Transcript

Kent C. Dodds: 0:00 It's pretty common to have so many components in your application that are doing all sorts of things. They're all consuming some context values and things.

0:09 You run all the profiling tools that you can imagine, but you can't identify one bottleneck. Maybe, if we cut this application down into a quarter of what it is, then it would be fast, but I can't find a single thing that is slow.

0:25 This is something that I call "perf death by a thousand cuts." It's hard to say, but it's perf death by a thousand cuts. What this basically means is we have such a big application. So many things are happening. Anytime, state changes that it just is hard for React to keep up or the browser to just keep up with all the JavaScript that we're running.

0:46 There are things that we can do to not only help with the performance aspect of this but also help with the maintenance aspect of our code. I'll give you a little bit of background here in this background section. Feel free to read through that.

1:00 I also talk about state colocation, which is what we're going to be doing for this exercise. Feel free to read about that. For our specific exercise and the experience that we're trying to optimize, we are trying to improve the speed at which somebody types in this doc input.

1:19 If we come up here, and I type in something super-fast, then it does not respond super-fast. I want it to respond super-fast, but it does not. What's going on here? While the doc name is hooked up with the rest of this grid, and every single time we type in here, we're making an update to the state which is going to re-render all the cells in that grid.

1:41 Our solution is to colocate the state because often you'll find that you don't have to have the context holding all of the state of your application. In fact, it's better for performance and for maintainability to put things as close to where the relevant as possible. For this exercise, that's what you're going to be doing, colocating the state of the doc name.

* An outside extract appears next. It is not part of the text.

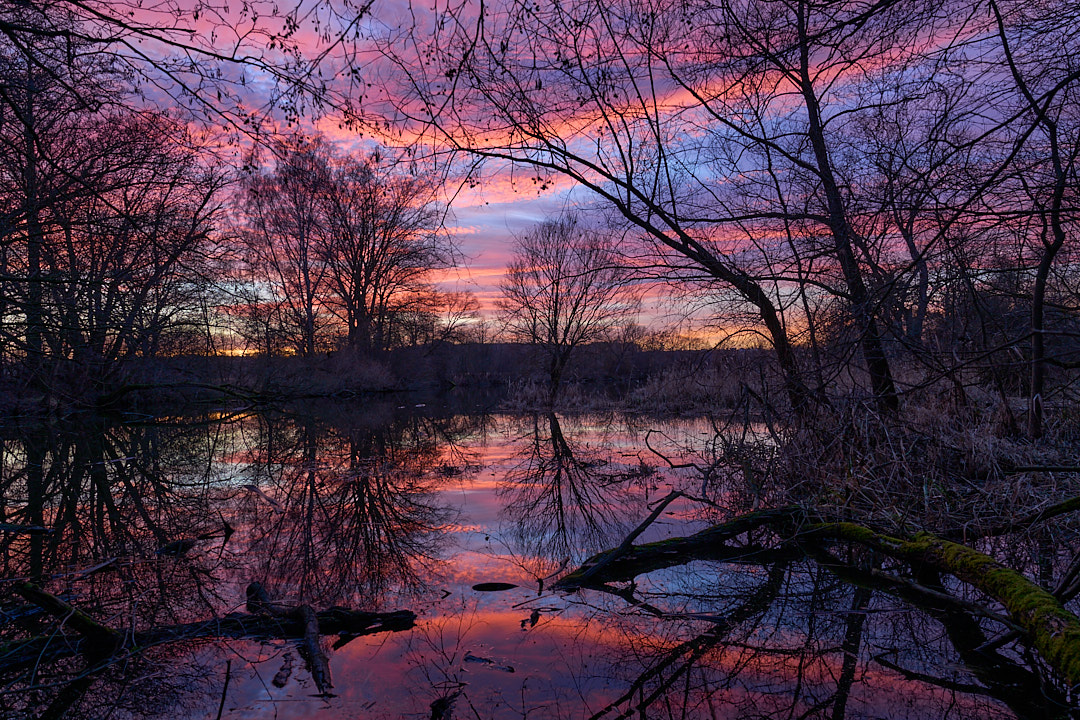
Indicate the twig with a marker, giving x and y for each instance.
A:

2:02 Then we have a whole bunch of extra credits. What happens if we do need the doc name to be global? We have an extra credit for that.

2:13 We also have an extra credit for improving things further where we can limit the amount of work that the consuming components do, and then an extra credit for writing a higher order component to do that automatically for us.

2:27 Finally, a useRecoil extra credit, which is a pretty exciting one. You'll really enjoy this one, a little bit on the challenging side. For sure, you may need to dive into some docs and stuff. We even have a separate exercise starting point that even has emoji to help you out with that one. You want to be working in this file for that particular extra credit.

2:49 Have a lot of fun with this one. I look forward to seeing you on the other side of the exercise.